The Paradox lithium project, in Utah, has the potential to generate up to 7 MW of “green energy” during brine extraction and transportation to the lithium extraction plant, through the inclusion of hydro energy plants.
ASX-listed Anson Resources told shareholders that a hydropower study at its Paradox project had found that up to 4 MW of power could be generated from each of the brine recovery wells at surface, while an additional 3 MW could potentially be created at the lithium extraction plant with brine falling vertically 330 m to the processing plant.
“Anson has a commitment to identifying opportunities to lower its environmental disturbance and carbon emissions with the use of technology. From the commencement of development of the Paradox lithium project, Anson has sought technologies to reach this objective. This has included the use of direct extraction technology rather than traditional ponds,” said executive chairperson and CEO Bruce Richardson.
“Harnessing naturally occurring pressure to bring brine to surface rather than pumping using carbon-based fuels and then using pressure at the well-head to generate electricity is another example of how Anson is seeking to reduce emissions.
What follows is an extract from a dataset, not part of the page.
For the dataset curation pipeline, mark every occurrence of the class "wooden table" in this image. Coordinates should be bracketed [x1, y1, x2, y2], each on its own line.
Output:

“Generating hydropower from the vertical fall from the recovery point to the production site is a further example of how the company is seeking to achieve its low carbon intensity targets. Anson is committed to building a lithium extraction process that will meet the standards for emissions that will be set in 20 years, not those set 20 years ago. The potential to utilise hydropower provides not only the ability to assist us in reaching this goal but also provides the company with a cost advantage compared to its competitors.”
Front-end engineering work currently being undertaken at Paradox will further examine the option to include hydropower generation as part of the project’s overall power supply strategy.
A previously completed definitive feasibility study into the Paradox project estimated that the Phase 1 operation could produce 13 074 t/y of high-purity lithium carbonate, delivering revenues of $5.05-billion over its 23 years of operation.
The project is anticipated to require a capital investment of $495-million, and C1 operating costs have been estimated at $4 368/t of lithium carbonate, with average yearly earnings before interest, taxes, depreciation and amortisation estimated at $153-million.